6 Ways Your Email Signature Can Butcher Your Brand

May 29, 2018

Your employees engage with customers, partners, vendors and friends daily via email. With the right call-to-action, every outbound email is an opportunity to turn those email recipients into brand advocates, website visitors, social media followers, or customers. Your email signature is valuable real estate. However, if you're not following a few tips, it may be working against you in terms of marketing efforts, lost sales, GDPR compliance, and so much more.

Here are six ways your email signature may be hurting your brand.

#1 Lengthy or Irrelevant Legal Disclaimers

Despite the ongoing debate about whether a legal disclaimer in an email signature is enforceable or legally binding, it's widely accepted that it can help limit legal exposure. However, it is best to keep it simple.

The email signature disclaimer should focus on everything you need to say instead of everything you want to say. It's better to have one or two lines of a legal disclaimer and then a link to the rest where people can continue to read the fine print if they are interested in doing so. Otherwise, the disclaimer can be a distraction to the rest of your message, can negatively impact your CTA, or it can be overlooked all together.

#2 Questionable GDPR Compliance

General Data Protection Regulation (or GDPR) is an EU law that regulates data protection and privacy for individuals within the European Union. Whether you are located in the EU or not, if you do business online, you're at risk. It's obviously best to err on the side of caution when it comes to protecting customer data. Further, your ability to keep customer info safe significantly impacts your own brand.

GDPR raises a ton of questions around what's acceptable or not, but one thing is clear: the fines for non-compliance are significant and can be devastating to any business. You should consult your legal and /or compliance team, but there are a few things that can jumpstart your GDPR compliance (including a clear opt-in / opt-out process with every email sent from your organization).

#3 Outdated Promotions or Campaigns

Email signatures are a great place for promoting campaigns or promotions. However, it's important to look at your signature on a regular basis to make sure that the promotions are current. Promoting events that have taken place already or discounts that are no longer valid can have several negative effects. Aside from wasting the valuable space at the end of your email, you also risk appearing unorganized, or with a lack of attention to details, or simply lazy. Keeping your content fresh will ensure your readers always have interesting and relevant information about your brand at their fingertips.

#4 Single, Large Images

If you have a single image that includes all of your details, such as your company logo, your name, your email address, and everything else, it can cause some trouble (aside from looking clunky and outdated). The first issue is that the image could cause your email to be marked as spam, which means your email will never make it to the intended recipient. Second, you can't include multiple URLs, which means you limit the amount of information you can share or the ways people can connect with you on your website or social media platforms. Lastly, embedded images may show as an attachment as opposed to being in the body of the email, and let's face it - you look a bit like an amateur when that happens.
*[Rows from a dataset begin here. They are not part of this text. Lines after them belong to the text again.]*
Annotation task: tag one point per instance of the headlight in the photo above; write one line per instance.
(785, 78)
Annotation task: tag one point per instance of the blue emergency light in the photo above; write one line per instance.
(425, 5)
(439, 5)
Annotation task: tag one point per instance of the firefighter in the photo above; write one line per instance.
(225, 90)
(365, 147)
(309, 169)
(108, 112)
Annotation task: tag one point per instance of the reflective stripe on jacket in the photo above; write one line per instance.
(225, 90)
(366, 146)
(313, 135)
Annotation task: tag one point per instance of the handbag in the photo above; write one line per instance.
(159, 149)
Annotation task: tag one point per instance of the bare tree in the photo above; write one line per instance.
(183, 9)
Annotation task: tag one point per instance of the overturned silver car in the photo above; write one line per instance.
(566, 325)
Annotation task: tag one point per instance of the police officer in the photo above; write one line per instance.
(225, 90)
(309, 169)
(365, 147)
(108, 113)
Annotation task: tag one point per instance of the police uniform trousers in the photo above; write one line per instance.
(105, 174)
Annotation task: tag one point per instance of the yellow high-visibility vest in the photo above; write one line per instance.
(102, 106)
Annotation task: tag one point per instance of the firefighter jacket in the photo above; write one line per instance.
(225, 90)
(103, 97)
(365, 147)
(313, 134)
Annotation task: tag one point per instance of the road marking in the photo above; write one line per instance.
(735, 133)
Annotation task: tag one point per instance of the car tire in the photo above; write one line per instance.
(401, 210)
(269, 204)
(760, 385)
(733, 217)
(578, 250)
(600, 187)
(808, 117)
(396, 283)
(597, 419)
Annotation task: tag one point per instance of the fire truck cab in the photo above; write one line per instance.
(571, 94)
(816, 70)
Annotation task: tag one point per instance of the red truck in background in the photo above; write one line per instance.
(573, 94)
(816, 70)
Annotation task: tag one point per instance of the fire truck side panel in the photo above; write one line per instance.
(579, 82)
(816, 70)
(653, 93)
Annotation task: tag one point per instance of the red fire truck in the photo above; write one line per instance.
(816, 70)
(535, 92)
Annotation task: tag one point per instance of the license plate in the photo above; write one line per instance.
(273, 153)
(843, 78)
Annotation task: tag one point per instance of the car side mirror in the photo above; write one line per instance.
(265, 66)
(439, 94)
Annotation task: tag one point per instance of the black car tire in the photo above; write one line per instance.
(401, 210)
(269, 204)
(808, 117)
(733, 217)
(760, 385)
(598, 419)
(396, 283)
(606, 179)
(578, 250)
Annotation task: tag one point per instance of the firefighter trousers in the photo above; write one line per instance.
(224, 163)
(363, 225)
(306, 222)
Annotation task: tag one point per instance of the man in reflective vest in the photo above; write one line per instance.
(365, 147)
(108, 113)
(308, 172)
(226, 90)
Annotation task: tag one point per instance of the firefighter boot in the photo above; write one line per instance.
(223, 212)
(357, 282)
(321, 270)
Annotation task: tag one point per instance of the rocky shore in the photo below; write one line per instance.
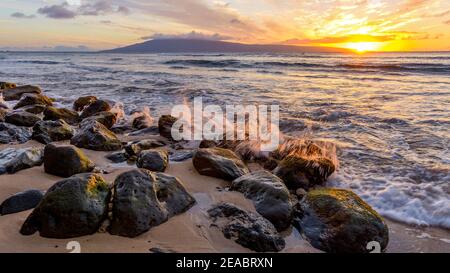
(87, 172)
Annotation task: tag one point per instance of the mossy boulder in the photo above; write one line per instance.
(95, 136)
(50, 131)
(299, 172)
(337, 220)
(143, 199)
(69, 116)
(73, 207)
(269, 195)
(22, 118)
(219, 163)
(82, 102)
(17, 92)
(155, 160)
(94, 108)
(66, 160)
(31, 99)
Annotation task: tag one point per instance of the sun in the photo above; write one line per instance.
(361, 47)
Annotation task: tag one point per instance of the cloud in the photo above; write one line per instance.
(190, 35)
(21, 15)
(57, 11)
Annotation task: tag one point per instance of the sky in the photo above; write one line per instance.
(361, 25)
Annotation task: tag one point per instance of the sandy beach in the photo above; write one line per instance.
(187, 232)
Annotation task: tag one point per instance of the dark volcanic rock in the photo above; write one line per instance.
(69, 116)
(108, 119)
(246, 228)
(82, 102)
(66, 160)
(11, 134)
(95, 108)
(14, 160)
(143, 199)
(95, 136)
(73, 207)
(50, 131)
(165, 123)
(17, 92)
(270, 196)
(136, 147)
(31, 99)
(298, 172)
(21, 201)
(22, 118)
(153, 160)
(335, 220)
(220, 163)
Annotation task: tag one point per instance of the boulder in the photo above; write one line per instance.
(269, 195)
(69, 116)
(17, 92)
(21, 201)
(246, 228)
(22, 118)
(165, 123)
(73, 207)
(82, 102)
(143, 199)
(153, 160)
(66, 160)
(219, 163)
(13, 134)
(50, 131)
(108, 119)
(95, 108)
(7, 85)
(136, 147)
(14, 160)
(298, 172)
(95, 136)
(31, 99)
(336, 220)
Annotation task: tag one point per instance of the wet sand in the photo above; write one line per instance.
(188, 232)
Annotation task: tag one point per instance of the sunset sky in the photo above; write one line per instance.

#5 Not Optimizing for Mobile

From answering emails on the fly, to having a mobile app for everything, we live in a mobile-first world. With over half the world reading their emails on a mobile device, it's never been more important to optimize your communications for mobile. This is especially critical for your email signatures to make sure the layout, size, and font work on popular smartphones and tablets.

#6 Overall Poor Design

Aesthetics are important. We gravitate to the things we like - whether it's our favorite colors, a simple or bold layout, or an image that takes us back to a special place. Your email signature is a great place to use your brand colors or font. It's important to make sure the elements work well together and do not use too many colors or fonts. Consider using line breaks to make the text more readable. Also, most email providers look at the text to image ratio, so be sure to keep the ratio in check to avoid being sent to spam.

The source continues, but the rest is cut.